New files (optional but recommended):
- src/utils/ansi.ts // stripAnsi(text: string): string
- src/utils/mutex.ts // simple per-key async mutex/queue
- src/services/logPaths.ts // centralizes log directory per socket/session
Tests to add:
- test/e2e/tabs.test.ts
- test/e2e/logging-read-logs.test.ts
- test/e2e/execute-bounded.test.ts
- test/e2e/processes-start-stop.test.ts
- test/e2e/streaming-offsets.test.ts (optional)
- test/unit/ansi-strip.test.ts
- test/unit/mutex-serialize.test.ts
---
## 13) TDD: Test File Skeletons and Criteria
test/e2e/tabs.test.ts
- creates tabs with names (including spaces), lists tabs, validates active flags.
test/e2e/logging-read-logs.test.ts
- starts a noisy process, reads last N lines with/without strip_ansi, checks truncated flag, verifies durability across restart.
test/e2e/execute-bounded.test.ts
- runs quick commands, validates START/END slicing, exit codes, timeout behavior (C-c), and serialization on same pane.
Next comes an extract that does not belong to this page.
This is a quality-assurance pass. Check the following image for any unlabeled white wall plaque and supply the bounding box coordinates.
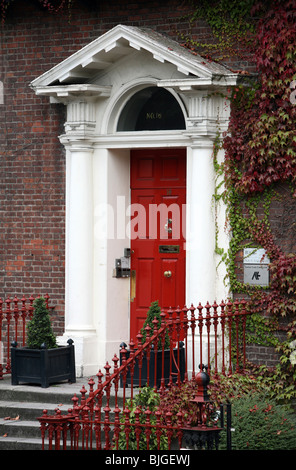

test/e2e/processes-start-stop.test.ts
- validates immediate return of start_process, growth of log file, graceful stop via C-c, restart sequences.
test/e2e/streaming-offsets.test.ts (optional)
- validates from_byte/next_byte across restarts, backward seeking, large chunk handling.
test/unit/ansi-strip.test.ts
- verifies stripping rules across common ANSI sequences.
test/unit/mutex-serialize.test.ts
- verifies per-pane queuing prevents interleaving.
---
## 14) Deep Explanations (Reference)
- Control Mode vs pipe-pane (pros/cons, durability) and guarantees discussion were finalized earlier.
- Agents consume read_logs_from_tab (line-count), streaming is primarily human-focused but supported.
---
## 15) Next Steps
- Proceed with TDD: author Phase 1 tests first, then implement code to satisfy them.
- When ready to implement, toggle to Act mode. We will:
- Update tmuxManager, tool definitions/handlers, and server wiring.
- Implement per-phase features strictly following the checklists above.
- Land tests and ensure CI passes after each phase.